La question des taxes sur le carbone ou des droits et dividendes (proposition de James Hansen) est très discutée au sein de la gauche écologique et dans la IVe Internationale. Nous présentons brièvement ici deux points de vue différents sur la question, laissant le débat ouvert pour le moment.
Point de vue 1 : Faire payer les pollueurs
La réalité incontournable est que, tant que les combustibles fossiles sont l’énergie la moins chère disponible, ils vont être utilisés. Le moyen le plus efficace de réduire les émissions de carbone rapidement – ce qui est crucial – consiste à rendre les combustibles fossiles beaucoup plus chers que les énergies renouvelables par des moyens socialement équitables, écologiquement redistributifs et capables d’obtenir un soutien populaire, et ce dans les deux ou trois décennies qui nous restent. En d’autres termes, une stratégie de sortie des combustibles fossiles. Les principes sont les suivants : faire payer le pollueur, garder le pétrole et le charbon dans le sol.
Une des propositions concernant ce sujet est celle de James Hansen en matière de frais et de dividendes. Il fournit une mesure d’impact élevée qui peut entraîner une réduction importante de l’utilisation et des émissions de combustibles fossiles, sur une courte période de temps, et sur la base socialement progressiste d’un important transfert de richesse des riches vers les pauvres – directement dans les comptes bancaires individuels de la population – comme une incitation à continuer dans cette voie. Il a le potentiel de mobiliser le type de soutien populaire de masse qui serait nécessaire pour le type de changement rapide nécessaire. Il a aussi l’avantage sur les solutions de rechange – un plafonnement imposé par le gouvernement ou le rationnement du combustible – en ce sens qu’il réduirait la production en réduisant la demande d’une manière qui serait populaire et acceptable.
Selon Hansen, il serait nécessaire de l’accompagner d’un programme d’urgence de production d’énergie renouvelable pour répondre à la demande que créeraient ses incitations. Il devrait également aller de pair avec un important programme de conservation de l’énergie, une forte réduction de l’utilisation du moteur à combustion interne, l’abolition de l’élevage industriel et une forte réduction de la consommation de viande.
Je n’insiste pas sur la proposition Hansen mais sur le principe d’une grande idée d’impact avec des résultats rapides. Il y a peut-être d’autres propositions de ce genre, mais commençons la discussion.
Point de vue 2 : Contester la logique de l’accumulation
Selon le néolibéralisme, le climat pourrait être sauvé (i) sans contester l’accumulation capitaliste, (ii) sans régulation contraignante, (iii) sans pratiques collectives génératrices de valeurs nouvelles, (iv) en donnant au carbone un prix incitant entreprises et consommateurs à changer leurs habitudes. Le « fee and dividend » (frais et dividende) est une variante sociale de cette stratégie.
Hansen dit que sa proposition est consensuelle : elle donne du pouvoir d’achat, stimule la croissance et ne demande aucune régulation. Ce serait donc la seule réponse réaliste à l’urgence.
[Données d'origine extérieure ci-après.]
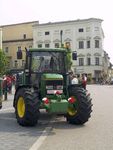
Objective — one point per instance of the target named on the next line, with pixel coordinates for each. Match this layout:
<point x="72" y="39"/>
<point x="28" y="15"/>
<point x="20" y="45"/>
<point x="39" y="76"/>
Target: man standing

Or, l’urgence climatique requiert au contraire plus de régulations et d’attaquer la logique de la croissance capitaliste. Quant à la justice dans la transition :
1. Elle ne se limite pas au « pouvoir d’achat » – il faut des investissements collectifs (plans de reconversion, transports publics, isolation-rénovation, aménagement du territoire, etc.) ;
2. Elle doit être globale – le protectionnisme proposé par Hansen viole le principe des responsabilités différenciées du Nord et du Sud.
Hansen propose une taxe montant en dix ans à 115$/t CO2<:sub>. Sur cette base, il projette une réduction des émissions étatsuniennes du même ordre (30 %) que ce qui est attendu des mesures de régulation du Clean Power Plan (26 % à 28 %). Cette taxe de 115$/t CO2<:sub> augmenterait le prix de l’essence d’1$/gallon en dix ans. À titre de comparaison, une augmentation récente de 1,20$/gallon a réduit les émissions US de… 3 %.
Le « fee and dividend » n’est pas l’axe d’une stratégie de sortie de crise climatique dans la justice sociale. Certaines revendications de taxes sont légitimes (sur le kérosène, par exemple), mais l’essentiel n’est pas là. Il n’y a pas de recette miracle. On ne peut faire l’économie d’une stratégie confrontant la dynamique capitaliste d’accumulation par des revendications mobilisatrices, unissant le social et l’environnemental (cf. 2.4.).
Cette stratégie écosocialiste est concrète, mais différente de celle de Hansen. La première mise sur la convergence des luttes des exploité·es et des opprimé·es, la seconde mise sur l’espoir illusoire d’un capitalisme vert.